What is the allure of the fancy hotel breakfast? For starters, there’s its inextricable connection to spending the night in an expensive hotel, another extravagant experience I must admit a weakness for. I love the obscene decadence of nice hotels—the high-end toiletries packaged in wasteful, single-use bottles; the invisible cleaning staff that whisks away any hint of the entropy caused by human inhabitants; the temporary access to coddled life of a member of the 0.01 percent. And the fancy hotel breakfast serves to cap off the whole thing: What is more hedonistic than paying a ridiculous amount of money to have a uniformed staff person bring you eggs and orange juice while you lounge, half-naked, in Egyptian cotton sheets?
Yet for all my fondness for the fancy hotel breakfast, there’s a dark side to it. As a writer whose budget doesn’t quite allow for stays in expensive hotels, let alone a room service breakfast, my access to this particular luxury has always come through the largesse of a particular sort of man.
Throughout my twenties, I eagerly sought out these types of partners. Older men, men with money, men whose career success could afford stays at Westins and Ws and Aces, who could provide me proxy access to the sort of luxury I craved. In my more romantic moments, I imagined hotel stays leading to something grander, something more permanent; a life where my access to the fancy hotel breakfast might be solidified through my connection to one of these men. Those dreams did not pan out, however, and though I love the fancy hotel breakfast, I suspect my days of fancy hotel breakfasts have come to an end.

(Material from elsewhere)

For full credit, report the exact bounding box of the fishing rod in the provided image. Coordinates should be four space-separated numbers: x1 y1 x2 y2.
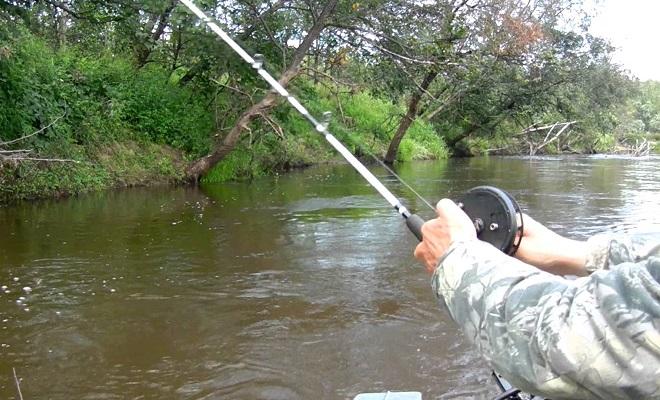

The last time I had a fancy hotel breakfast it was at The Standard, where I found myself thanks to an ill-advised dalliance with a retired pro athlete. We ate breakfast in those white bathrobes you always find in hotel rooms, perched on a banquette, looking out of the hotel’s famed floor-to-ceiling windows at the foot traffic on the Highline.

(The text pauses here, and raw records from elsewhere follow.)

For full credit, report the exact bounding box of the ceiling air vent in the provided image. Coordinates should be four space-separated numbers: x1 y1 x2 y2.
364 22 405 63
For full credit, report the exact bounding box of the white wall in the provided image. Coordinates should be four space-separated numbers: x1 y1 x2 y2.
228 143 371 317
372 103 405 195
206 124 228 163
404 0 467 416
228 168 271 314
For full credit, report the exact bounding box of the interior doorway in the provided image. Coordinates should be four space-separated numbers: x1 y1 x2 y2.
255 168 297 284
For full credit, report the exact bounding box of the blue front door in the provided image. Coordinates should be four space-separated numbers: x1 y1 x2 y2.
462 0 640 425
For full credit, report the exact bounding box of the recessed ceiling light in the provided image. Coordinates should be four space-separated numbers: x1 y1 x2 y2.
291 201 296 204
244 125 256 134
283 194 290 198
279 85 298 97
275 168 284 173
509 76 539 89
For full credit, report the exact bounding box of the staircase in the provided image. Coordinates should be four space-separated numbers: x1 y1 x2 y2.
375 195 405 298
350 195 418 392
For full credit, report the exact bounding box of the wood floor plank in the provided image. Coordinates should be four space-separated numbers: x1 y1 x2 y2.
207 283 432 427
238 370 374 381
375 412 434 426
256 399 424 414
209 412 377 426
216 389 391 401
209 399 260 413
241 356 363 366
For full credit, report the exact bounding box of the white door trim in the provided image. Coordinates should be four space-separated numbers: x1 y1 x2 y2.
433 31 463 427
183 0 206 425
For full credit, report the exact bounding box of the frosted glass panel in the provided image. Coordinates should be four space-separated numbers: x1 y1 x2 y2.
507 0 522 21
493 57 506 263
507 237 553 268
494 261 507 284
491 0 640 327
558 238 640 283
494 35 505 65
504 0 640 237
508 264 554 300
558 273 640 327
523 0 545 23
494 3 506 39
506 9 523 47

Everything about my relationship with the athlete—if you could call our loose series of dates and texting a relationship—was fraught. I’d responded to his advances in the hopes that I might find myself in a fun, late-summer fling, one where hotel breakfasts would lead to paid-for pedicures and other trappings of a lifestyle I couldn’t readily afford as a writer. True, I barely cared about designers and couture, but it seemed only fair that a pretty young thing offering herself up to a wealthy older man might walk away from the relationship with, at the very least, a nice handbag or a pair of Louboutins.
It didn’t end up that way. What I got, instead of gifts, was a creeping sense being disposable, the knowledge that every aspect of our time together was at my paramour’s behest. When I spent time with him, he rarely acknowledged my wants or needs, treating me as one more person there to cater to his every desire. When I didn’t spend time with him, I was still expected to be at his beck and call, to answer his texts and stroke his ego and address his every whim—an expectation that was never allowed to be mutual. What I learned was how much power I ceded in my pursuit of luxury, and how little room there was for me, and my needs, and my safety, in that fancy hotel room at The Standard.

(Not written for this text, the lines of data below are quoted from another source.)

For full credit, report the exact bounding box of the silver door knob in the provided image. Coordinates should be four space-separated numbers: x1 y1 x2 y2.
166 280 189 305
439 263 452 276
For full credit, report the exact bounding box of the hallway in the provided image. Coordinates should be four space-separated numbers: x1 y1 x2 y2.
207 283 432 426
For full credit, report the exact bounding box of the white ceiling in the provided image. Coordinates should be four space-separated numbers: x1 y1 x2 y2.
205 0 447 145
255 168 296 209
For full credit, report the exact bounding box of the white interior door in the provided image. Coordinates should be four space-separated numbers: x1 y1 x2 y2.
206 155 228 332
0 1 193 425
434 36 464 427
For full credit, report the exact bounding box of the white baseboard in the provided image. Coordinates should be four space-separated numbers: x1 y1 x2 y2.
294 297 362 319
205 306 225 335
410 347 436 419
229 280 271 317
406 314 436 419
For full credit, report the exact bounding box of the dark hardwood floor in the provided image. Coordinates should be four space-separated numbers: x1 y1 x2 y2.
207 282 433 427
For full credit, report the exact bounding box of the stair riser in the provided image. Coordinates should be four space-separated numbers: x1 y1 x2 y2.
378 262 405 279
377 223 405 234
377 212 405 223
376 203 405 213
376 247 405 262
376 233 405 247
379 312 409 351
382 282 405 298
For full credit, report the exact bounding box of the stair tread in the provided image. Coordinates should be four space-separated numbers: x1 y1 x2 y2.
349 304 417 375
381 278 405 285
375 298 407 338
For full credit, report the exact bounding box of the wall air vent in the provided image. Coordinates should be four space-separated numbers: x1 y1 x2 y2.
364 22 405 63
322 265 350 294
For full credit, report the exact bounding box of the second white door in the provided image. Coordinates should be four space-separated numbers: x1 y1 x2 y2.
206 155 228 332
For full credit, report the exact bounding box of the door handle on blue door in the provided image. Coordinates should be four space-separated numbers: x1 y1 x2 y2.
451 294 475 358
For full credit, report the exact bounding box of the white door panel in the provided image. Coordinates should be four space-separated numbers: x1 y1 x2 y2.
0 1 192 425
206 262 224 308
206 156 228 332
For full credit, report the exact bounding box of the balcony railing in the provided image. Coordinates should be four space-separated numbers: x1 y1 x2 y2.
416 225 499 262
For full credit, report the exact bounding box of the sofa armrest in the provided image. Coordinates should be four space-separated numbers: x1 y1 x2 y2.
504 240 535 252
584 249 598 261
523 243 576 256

And I didn’t even get another fancy breakfast. The second time I made a late-night appearance at The Standard, I wasn’t asked to spend the night; when we met in person again, months later, it was a brief, angry brush-off outside of Penn Station. I’d long since figured out precisely what game this man was playing, and—breakfast or no breakfast—it wasn’t worth the cost of entry. I love a fancy hotel breakfast. But until it’s something I can afford on my own, I love me more.